Meta-analysis Comparing Valve-In-Valve Transcatheter Aortic Valve Implantation With Self-Expanding Versus Balloon-Expandable Valves.

机构信息

Department of Cardiology, Austin Health, Melbourne, Victoria, Australia.

Department of Cardiology, Austin Health, Melbourne, Victoria, Australia; Department of Medicine, The University of Melbourne, Victoria, Australia.

出版信息

Am J Cardiol. 2020 May 15;125(10):1558-1565. doi: 10.1016/j.amjcard.2020.02.021. Epub 2020 Mar 4.

Abstract

Valve-in-valve (ViV) transcatheter aortic valve implantation (TAVI) is an alternative to redo-surgery in patients with failed surgical bioprostheses.

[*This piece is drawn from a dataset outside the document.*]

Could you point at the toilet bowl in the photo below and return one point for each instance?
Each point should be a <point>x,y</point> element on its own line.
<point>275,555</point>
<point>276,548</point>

It remains unclear whether outcomes vary when using either self-expanding (SE) or balloon-expandable (BE) valves. The aim of this study was to compare outcomes between SE and BE transcatheter heart valves when used for ViV TAVI. A systematic review of PubMed, MEDLINE, and EMBASE was performed identifying studies reporting outcomes following ViV TAVI. Event rates were pooled for meta-analysis using a random-effects model. The primary outcome was all-cause mortality at 12 months. Secondary outcomes included 30-day and 3-year mortality in addition to standard safety outcomes after the procedure as per the Valve Academic Research Consortium criteria. Nineteen studies reporting outcomes for 1,772 patients were included: 924 in the SE group and 848 patients in the BE group. There was no significant difference in all-cause mortality at 12 months (SE 10.3% vs BE 12.6%, p = 0.165, I = 0%), or 3 years (SE 21.2% vs BE 31.2%, p = 0.407, I = 63.79). SE valves had lower transvalvular gradients after procedure and acute kidney injury, but higher rates of pacemaker insertion, moderate or severe paravalvular regurgitation and need for ≥2 valves (all p < 0.05). There were no differences in stroke, coronary obstruction, bleeding, or vascular complications. Despite significant differences in key procedural outcomes between SE and BE valves when used for ViV TAVI, we found no difference in 12-month mortality. Tailored device selection may further reduce the risk of adverse procedural outcomes, particularly over the longer term.

摘要

经导管主动脉瓣置换术(TAVI)是治疗外科生物瓣衰败患者的一种替代再手术的方法。在使用自膨式(SE)或球囊扩张式(BE)瓣膜时,结果是否存在差异尚不清楚。本研究旨在比较经导管心脏瓣膜 ViV TAVI 中使用 SE 和 BE 经导管心脏瓣膜的结果。通过系统检索 PubMed、MEDLINE 和 EMBASE 数据库,确定了报道 ViV TAVI 后结局的研究。使用随机效应模型对汇总事件率进行荟萃分析。主要结局是 12 个月时的全因死亡率。次要结局包括 30 天和 3 年死亡率,以及根据 Valve Academic Research Consortium 标准,术后标准安全性结局。共纳入 19 项研究,报告了 1772 例患者的结局:SE 组 924 例,BE 组 848 例。12 个月时的全因死亡率(SE 10.3%比 BE 12.6%,p=0.165,I=0%)或 3 年(SE 21.2%比 BE 31.2%,p=0.407,I=63.79%)无显著差异。SE 瓣膜术后跨瓣梯度较低,急性肾损伤发生率较高,但起搏器植入、中重度瓣周漏和需要≥2 个瓣膜的发生率较高(均 p<0.05)。在卒中、冠状动脉阻塞、出血或血管并发症方面无差异。尽管在使用 SE 和 BE 瓣膜进行 ViV TAVI 时,关键手术结局存在显著差异,但我们未发现 12 个月死亡率存在差异。选择量身定制的器械可能会进一步降低不良手术结局的风险,特别是在长期。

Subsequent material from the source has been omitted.